Tips of Healthy Weight Loss in 2022
Many people start off a new year with the goal to lose weight– whether that is due to holiday over-eating or simply a long-time goal they are finally acting upon. A quick Google search will find you one of two things: unhealthy suggestions that will not sustain weight loss, or the same handful of tips again and again. Dr. Dale Eubank has seen too many women struggle with these weight loss alternatives, and wants to help.
“Over the past fourteen years, one of the most challenging aspects of my practice has been helping women lead a healthy, fit lifestyle while simultaneously experiencing the effects of childbearing, menopausal changes, and societal influences.” –Dr. Dale Eubank
Protein is key to keeping you fuller, longer, even when compared to carbohydrates. Fiber is also crucial in helping you feel full, but it also promotes healthy gut bacteria, which is crucial for regulating blood glucose levels. A few great ways to incorporate protein is with chicken, beans, eggs, or nuts. A few great ways to incorporate fiber is with avocado, raspberries, lentils, and oats.
Promote a healthy gut microbiome
A healthy gut microbiome is contingent on providing your gut the healthy, or “good” bacteria. The relationship between a bad gut microbiome and obesity is a regular point of study. You can easily encouraged a healthy microbiome by ensuring you eat enough fiber, eat enough vegetables with most meals, limit alcoholic beverages, and take a probiotic supplement.
Low calorie foods are important to weight loss, of course, but you need to be sure those low calorie foods have good nutritional value to get the most out of it. On top of being lower-calorie, make sure what you’re eating is of high calorie quality. Consider your food choices’ vitamin, mineral, and antioxidant count. This will give you the greatest benefit.
Eat most of your calories earlier in the day
As night comes around, your body’s natural circadian rhythm slows, and your insulin doesn’t function as well. This makes digesting food at night more difficult. Help your body digest food more effectively by eating most of your calories earlier in the day. A second reason to eat earlier is that if you skip breakfast and/or lunch, you are more likely to overeat at (and after) dinner. Make sure you stop eating about three hours before bed– and consider whether or not you are actually hungry when reaching for a night snack.

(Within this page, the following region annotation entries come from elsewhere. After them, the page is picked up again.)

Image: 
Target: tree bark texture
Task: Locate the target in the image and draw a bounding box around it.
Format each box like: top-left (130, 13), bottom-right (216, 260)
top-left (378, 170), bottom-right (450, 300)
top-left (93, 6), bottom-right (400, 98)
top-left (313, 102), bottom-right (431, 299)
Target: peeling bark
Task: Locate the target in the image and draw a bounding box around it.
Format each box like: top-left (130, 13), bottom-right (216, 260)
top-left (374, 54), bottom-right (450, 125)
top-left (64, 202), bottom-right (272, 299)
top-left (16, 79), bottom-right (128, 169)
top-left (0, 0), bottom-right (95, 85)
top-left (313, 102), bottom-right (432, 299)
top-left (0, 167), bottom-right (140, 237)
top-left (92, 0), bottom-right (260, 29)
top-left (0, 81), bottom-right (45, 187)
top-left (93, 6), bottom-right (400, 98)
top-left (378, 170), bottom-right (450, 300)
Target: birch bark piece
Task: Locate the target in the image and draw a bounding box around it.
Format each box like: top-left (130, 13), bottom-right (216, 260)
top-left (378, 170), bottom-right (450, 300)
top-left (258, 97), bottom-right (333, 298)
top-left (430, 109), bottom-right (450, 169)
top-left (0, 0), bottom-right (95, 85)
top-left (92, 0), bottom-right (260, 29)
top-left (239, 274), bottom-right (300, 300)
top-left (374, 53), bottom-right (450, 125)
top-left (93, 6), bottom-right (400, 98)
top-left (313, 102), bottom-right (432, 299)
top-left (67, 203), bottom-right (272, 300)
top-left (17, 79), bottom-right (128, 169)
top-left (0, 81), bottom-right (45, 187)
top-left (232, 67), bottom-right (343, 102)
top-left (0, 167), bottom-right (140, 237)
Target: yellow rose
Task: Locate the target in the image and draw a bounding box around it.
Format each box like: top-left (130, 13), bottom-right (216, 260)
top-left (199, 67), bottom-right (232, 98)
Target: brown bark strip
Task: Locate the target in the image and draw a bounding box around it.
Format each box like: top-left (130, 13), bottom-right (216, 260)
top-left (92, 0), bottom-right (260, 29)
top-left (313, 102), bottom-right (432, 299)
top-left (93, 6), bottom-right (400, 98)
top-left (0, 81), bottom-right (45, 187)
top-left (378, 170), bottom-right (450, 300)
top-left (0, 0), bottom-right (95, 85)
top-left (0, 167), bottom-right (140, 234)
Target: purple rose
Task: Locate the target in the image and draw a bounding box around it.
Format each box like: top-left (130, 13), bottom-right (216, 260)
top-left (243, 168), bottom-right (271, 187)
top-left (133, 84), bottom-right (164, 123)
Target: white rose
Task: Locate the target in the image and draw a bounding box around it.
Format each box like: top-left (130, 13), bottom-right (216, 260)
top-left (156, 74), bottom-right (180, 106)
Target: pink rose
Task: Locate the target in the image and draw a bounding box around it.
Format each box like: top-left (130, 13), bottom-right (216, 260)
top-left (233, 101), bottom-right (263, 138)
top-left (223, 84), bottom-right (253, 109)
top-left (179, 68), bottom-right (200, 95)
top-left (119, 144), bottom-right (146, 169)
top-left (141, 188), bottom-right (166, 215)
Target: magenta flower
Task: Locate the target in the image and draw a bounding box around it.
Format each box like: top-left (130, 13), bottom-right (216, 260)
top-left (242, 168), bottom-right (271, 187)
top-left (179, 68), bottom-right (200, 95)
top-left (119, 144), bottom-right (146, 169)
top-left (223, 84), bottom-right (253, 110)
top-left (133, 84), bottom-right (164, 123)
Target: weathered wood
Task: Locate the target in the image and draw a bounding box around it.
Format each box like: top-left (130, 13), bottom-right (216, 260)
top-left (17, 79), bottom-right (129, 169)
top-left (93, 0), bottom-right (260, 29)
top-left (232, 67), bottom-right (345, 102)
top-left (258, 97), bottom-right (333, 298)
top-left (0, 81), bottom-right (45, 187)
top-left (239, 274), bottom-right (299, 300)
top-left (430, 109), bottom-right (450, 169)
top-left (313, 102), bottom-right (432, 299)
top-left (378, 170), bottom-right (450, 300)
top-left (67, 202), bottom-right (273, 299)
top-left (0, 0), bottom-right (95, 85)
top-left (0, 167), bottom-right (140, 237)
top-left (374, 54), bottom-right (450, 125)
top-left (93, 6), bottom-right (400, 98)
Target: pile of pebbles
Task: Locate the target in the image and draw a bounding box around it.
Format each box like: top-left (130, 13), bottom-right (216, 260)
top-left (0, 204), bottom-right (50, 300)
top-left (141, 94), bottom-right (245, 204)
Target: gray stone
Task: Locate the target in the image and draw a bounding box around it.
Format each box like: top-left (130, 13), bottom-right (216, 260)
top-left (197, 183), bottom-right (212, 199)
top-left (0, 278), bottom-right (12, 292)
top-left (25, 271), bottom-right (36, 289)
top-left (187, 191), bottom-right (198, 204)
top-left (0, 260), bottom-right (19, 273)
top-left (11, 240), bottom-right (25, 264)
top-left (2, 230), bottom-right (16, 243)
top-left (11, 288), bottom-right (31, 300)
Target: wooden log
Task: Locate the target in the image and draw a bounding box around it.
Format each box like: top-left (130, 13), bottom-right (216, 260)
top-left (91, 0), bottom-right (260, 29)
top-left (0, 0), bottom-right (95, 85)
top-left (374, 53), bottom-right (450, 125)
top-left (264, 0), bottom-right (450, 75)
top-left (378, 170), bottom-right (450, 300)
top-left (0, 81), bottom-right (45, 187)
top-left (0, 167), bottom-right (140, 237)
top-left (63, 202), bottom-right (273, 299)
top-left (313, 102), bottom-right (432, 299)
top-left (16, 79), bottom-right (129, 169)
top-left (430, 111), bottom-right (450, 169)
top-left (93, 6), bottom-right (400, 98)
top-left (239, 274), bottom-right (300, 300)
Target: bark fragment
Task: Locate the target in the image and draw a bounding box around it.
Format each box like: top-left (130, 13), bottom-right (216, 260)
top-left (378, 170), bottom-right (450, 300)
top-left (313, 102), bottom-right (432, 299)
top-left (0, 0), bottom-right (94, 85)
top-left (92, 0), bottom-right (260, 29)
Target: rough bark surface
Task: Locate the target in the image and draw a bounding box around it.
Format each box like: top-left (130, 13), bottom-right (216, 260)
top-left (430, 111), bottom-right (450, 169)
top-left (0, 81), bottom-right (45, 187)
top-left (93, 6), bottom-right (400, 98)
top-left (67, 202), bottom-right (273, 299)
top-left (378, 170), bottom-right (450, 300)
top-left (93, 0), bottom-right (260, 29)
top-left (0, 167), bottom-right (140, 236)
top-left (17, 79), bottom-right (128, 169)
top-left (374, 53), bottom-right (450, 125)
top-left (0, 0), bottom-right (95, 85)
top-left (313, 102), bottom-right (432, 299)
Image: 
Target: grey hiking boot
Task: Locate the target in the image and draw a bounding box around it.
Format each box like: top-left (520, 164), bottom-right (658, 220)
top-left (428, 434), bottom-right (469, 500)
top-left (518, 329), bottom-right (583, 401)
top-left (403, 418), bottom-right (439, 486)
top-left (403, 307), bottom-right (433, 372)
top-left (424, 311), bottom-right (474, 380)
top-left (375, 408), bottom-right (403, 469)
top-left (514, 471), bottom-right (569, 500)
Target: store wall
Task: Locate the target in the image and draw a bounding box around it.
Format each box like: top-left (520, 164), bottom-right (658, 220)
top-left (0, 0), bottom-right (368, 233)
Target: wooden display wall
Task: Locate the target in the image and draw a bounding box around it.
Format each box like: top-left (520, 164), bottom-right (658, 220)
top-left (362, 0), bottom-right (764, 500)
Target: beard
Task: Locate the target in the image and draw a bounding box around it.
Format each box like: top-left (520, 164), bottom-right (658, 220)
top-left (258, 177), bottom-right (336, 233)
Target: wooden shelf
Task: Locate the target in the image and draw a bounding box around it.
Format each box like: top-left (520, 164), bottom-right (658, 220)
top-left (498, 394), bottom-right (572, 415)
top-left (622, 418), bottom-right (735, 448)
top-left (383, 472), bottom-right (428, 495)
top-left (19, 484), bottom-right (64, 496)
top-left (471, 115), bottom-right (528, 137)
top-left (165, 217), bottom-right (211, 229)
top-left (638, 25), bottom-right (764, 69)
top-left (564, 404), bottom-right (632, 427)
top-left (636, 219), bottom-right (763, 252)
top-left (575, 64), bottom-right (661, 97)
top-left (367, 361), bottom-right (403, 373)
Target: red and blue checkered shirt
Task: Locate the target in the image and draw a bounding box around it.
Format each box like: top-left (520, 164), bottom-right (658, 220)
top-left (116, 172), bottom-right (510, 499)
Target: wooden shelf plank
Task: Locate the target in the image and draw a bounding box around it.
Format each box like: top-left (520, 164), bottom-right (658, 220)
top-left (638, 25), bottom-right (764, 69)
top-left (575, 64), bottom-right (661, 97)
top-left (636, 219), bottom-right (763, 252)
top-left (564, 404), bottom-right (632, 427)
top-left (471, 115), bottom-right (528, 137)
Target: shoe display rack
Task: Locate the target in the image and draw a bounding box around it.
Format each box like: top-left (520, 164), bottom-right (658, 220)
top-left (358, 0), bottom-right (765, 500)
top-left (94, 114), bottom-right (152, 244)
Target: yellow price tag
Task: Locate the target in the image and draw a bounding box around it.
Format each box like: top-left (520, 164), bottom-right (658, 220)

Social media and television distract you while you’re eating, which makes you more likely to ignore the signs that you are full and leads you to over eat. You stop, put your food down, and enjoy your food. You’ll likely find that you not only savor your food more, but you’ll have a better understanding of whether or not you’re eating because you’re full, or because food is in front of you.
A quality night’s rest has been shown to be crucial to just about every single bodily function you can think of. In relation to eating, however, a full night’s rest helps you balance hormones that regulate hunger and appetite. You’re also less likely to crave sugar when you’ve gotten a good night’s sleep, which is an added plus.
An “all-or-nothing” approach to healthy eating is not a healthy approach. For many people, when they finally allow themselves something that isn’t in their diet after days or months of restricting, they go overboard, and then they feel bad about it. Avoid that by being lenient with yourself– if you really want a cookie, have a cookie, but that’s the trick. Have a cookie, as in just one. As long as you don’t overindulge, you won’t lose all the progress you made.